# Sectional Track Designs



## pshoe64 (Jun 10, 2008)

I started a new section to the Speed Inc site, track designs. These are all sectional tracks with the complete design illustrated, color coded and a parts list for each. I only have 6 tracks listed so far, but will have more shortly. The ones listed are tracks I have either raced on or built over the years.

Speed In Track Designs

-Paul


----------



## pshoe64 (Jun 10, 2008)

More track plans added today. Check link in 1st post.

-Paul


----------



## 9finger hobbies (Mar 11, 2008)

I am trying to build a 4 lane track 10' X 4' Based on the Aurora Tub track. I am using Tomy AFX track. I am having trouble getting the wiggle track to line up. If you had a layout of this track on any size table for me to look at, it would be a great help.


----------



## Rick Voegelin (Oct 27, 2006)

The modern version of the classic Scottsboro track is very cool! I need to put one together just to drive it.
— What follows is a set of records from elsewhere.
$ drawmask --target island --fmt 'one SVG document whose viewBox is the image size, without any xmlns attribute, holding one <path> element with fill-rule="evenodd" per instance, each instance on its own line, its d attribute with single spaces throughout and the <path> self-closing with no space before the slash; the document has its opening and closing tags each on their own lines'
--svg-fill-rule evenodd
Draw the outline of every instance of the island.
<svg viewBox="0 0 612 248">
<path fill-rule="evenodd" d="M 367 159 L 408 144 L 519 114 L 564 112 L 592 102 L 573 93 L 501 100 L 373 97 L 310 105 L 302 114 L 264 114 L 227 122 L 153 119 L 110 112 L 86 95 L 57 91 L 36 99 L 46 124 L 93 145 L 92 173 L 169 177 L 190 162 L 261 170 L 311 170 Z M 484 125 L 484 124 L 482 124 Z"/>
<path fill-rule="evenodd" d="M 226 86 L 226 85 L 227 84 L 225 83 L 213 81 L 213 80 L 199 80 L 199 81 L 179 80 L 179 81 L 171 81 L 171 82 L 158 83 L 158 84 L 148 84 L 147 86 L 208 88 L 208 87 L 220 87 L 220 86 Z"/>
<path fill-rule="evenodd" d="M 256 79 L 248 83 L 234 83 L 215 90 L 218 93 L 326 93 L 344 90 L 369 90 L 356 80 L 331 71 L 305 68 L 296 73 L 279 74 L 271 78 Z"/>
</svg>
No cobblestone front straight this time <g>.

Thanks,
Rick V.


----------



## pshoe64 (Jun 10, 2008)

New updates! I have created separate sections that have track types by number of lanes or by table size. J. Miller sent a series of track designs that fit on an 8x4 table. Use the link in the first post and check out the new stuff. Nine new designs posted.

-Paul


----------



## Rick Voegelin (Oct 27, 2006)

Great stuff, please keep 'em coming!

RV


----------